Olmayan suyun içinde boğulduk sanki…
Su var da yok gibi…
“Geldiydi, baraja ulaştıydı, dolduydu, borulara verildiydi” dediler, yazıldı, çizildi… Gelecek olan her milli günde açılışı olacak, evlerin musluklarına su gidecek derken henüz ortada su yok.
Geçen yıl, milli gün değildi ama 17 Ekim’de açılışı yapıldı. Aynı gün hem Anamur’da, hem de Geçitköy’de tören düzenlendi.
O gün de yeni bir tarih verildi; Açılışın ardından Lefkoşa’ya su verilecekti ve gelecek yılın yani bu yılın ilk yarısında da tüm bölgelere su gitmiş olacaktı.
Ama yine olmadı. Bilmem kaçıncı defa verilen sözler, serpiştirilen tarihler tutmadı, olmadı, su gelmedi.
Su meselesinin protokolü tek başına olmasa da ekonomik protokolü da yanına alarak hükümet devirdi.

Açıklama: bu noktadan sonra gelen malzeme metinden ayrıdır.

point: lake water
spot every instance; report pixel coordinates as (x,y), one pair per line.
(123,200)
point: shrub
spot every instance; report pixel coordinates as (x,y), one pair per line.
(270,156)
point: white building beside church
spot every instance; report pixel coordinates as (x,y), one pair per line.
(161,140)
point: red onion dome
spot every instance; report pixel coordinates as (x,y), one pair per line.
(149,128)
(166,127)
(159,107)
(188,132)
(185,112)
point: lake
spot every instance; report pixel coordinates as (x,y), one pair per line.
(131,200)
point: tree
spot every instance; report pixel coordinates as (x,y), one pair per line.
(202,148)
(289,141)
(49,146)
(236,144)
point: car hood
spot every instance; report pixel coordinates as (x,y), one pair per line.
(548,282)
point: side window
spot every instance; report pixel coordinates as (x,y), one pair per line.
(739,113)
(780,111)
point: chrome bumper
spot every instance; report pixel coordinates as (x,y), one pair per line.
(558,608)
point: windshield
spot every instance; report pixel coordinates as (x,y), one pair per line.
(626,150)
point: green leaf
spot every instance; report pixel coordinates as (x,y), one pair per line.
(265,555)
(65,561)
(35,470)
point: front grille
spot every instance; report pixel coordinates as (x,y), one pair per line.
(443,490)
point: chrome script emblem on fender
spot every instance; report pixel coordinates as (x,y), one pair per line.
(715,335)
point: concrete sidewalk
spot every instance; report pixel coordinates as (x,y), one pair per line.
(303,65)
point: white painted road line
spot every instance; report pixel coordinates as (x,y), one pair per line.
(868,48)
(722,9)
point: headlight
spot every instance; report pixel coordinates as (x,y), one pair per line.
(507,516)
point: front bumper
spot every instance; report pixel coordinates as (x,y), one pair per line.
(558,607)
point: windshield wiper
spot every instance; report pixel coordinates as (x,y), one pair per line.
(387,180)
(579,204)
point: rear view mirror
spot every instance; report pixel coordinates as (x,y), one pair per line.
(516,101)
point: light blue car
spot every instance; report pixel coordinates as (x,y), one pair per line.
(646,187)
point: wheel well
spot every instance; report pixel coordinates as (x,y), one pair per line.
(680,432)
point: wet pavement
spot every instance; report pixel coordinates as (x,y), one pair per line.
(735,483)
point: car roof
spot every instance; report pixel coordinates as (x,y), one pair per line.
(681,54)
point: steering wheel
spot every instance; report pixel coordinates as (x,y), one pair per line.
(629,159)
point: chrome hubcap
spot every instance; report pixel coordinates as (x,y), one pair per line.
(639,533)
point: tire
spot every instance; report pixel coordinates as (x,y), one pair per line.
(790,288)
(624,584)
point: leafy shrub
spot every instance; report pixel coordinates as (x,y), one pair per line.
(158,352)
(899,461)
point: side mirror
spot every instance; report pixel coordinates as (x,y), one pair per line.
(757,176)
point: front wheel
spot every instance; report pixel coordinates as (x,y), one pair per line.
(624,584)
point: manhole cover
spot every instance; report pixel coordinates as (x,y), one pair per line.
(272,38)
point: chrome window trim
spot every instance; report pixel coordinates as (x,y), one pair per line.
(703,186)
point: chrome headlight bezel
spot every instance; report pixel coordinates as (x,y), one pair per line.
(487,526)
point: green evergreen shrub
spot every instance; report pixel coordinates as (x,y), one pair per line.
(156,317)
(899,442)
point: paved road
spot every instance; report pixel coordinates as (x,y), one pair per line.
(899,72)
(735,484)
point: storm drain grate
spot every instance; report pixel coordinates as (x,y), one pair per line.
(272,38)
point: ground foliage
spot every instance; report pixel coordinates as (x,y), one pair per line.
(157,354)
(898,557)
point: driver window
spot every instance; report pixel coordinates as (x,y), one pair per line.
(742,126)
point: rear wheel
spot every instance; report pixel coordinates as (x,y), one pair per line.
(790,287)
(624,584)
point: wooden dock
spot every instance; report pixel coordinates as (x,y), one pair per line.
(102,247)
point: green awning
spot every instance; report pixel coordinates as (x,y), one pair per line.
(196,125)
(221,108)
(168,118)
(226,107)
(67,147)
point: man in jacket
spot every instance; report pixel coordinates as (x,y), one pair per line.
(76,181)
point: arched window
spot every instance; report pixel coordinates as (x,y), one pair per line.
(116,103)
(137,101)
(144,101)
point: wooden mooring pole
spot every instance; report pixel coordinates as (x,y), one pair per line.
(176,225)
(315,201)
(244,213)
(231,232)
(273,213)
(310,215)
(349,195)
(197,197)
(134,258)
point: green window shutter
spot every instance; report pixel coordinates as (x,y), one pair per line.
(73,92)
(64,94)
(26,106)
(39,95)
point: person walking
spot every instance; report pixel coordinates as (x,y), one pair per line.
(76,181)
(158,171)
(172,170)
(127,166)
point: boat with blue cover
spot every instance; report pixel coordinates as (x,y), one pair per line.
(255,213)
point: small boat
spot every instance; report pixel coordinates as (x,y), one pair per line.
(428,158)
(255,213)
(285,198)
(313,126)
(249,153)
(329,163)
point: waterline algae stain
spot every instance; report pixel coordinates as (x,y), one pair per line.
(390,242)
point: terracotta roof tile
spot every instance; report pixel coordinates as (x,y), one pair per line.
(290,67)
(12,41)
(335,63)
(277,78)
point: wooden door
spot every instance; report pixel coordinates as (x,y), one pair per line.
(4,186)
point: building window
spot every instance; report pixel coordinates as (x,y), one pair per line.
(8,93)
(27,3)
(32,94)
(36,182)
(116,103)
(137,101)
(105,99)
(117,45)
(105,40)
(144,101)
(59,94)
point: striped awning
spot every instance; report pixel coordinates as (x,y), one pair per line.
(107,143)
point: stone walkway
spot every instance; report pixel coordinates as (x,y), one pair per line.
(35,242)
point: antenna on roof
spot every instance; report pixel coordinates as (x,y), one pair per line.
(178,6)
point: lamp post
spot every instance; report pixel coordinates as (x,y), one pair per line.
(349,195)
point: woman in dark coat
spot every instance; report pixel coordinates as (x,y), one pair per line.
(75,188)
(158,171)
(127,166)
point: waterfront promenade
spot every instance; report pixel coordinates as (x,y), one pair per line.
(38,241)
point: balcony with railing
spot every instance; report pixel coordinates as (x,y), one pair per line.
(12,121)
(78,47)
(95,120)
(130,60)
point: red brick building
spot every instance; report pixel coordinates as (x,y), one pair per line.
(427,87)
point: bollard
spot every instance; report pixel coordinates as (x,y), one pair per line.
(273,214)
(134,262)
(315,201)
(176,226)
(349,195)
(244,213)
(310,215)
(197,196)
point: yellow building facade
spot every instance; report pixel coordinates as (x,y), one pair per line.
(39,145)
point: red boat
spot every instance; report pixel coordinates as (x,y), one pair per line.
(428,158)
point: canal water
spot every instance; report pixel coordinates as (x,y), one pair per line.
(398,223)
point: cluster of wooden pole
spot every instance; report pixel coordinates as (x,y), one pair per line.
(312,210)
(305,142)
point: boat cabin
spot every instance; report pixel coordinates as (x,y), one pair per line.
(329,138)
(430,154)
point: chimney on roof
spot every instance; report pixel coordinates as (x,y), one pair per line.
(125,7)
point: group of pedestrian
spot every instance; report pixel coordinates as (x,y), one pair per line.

Şimdi yeni (ama eski tas eski hamam) hükümetin ilgili bakanı yine Türkiye’de, su protokolünü konuşuyor, yine borulara su verildi deniyor, şimdi Haziran’da su akacak deniyor ama akacak mı yoksa yine başka bahara mı kalacak göreceğiz.
***
Su akacak olsa bütün borular tamam mı peki?
Pek öyle değil galiba…
İlk Lefkoşa’ya verilecek deniyor ama Lefkoşa’da hâlâ su borusu döşeniyor, yollar hâlâ kazılmaya, delinmeye devam ediyor.
***
Mağusa susuzluktan kan ağlıyor.
Bir aydır Mağusa’ya su verilemiyor.
Mağusa Belediye Başkanı İsmail Arter “yeter ki su gelsin, fiyatı şu an için önemli değil” diyebilecek durumda… Arter, Türkiye’den gelen su konusunun hem teknik hem de idari anlamda netleşmediğini, Ağustos’a kadar ancak bir netlik kazanabileceğini söylüyor ve bu durumdan endişe duyuyor, su depolarının boş olduğunu, Arıtma’dan aldıkları suyu dönüşümlü olarak vermeye çalıştıklarını belirtiyor.
***
Peki ama Güzelyurt’ta su kalmadı, kalan su da tuzlandı. Memlekete yağmur da yağmıyor (bugün yağacakmış). Ne olacak peki bu memleketin hali!
Ne olmasını bekliyoruz ki!
Önceden hesap kitap yapılmazsa, ilerisi için su konusunda projeler üretilmezse, zaten kıt olan kaynaklar har vurup harman savrulursa işte böyle başka yerden gelecek suyu, “geldiydi, gelecekti” diye dört gözle bekleriz ve bu kadar beklemenin sonunda da gelecek olan suyun fiyatı bile önemsiz kalır artık.
Gelsin de kaç para olursa olsun durumuna geliriz.
Kim bilir, belki de geciktirmenin sebebi de budur!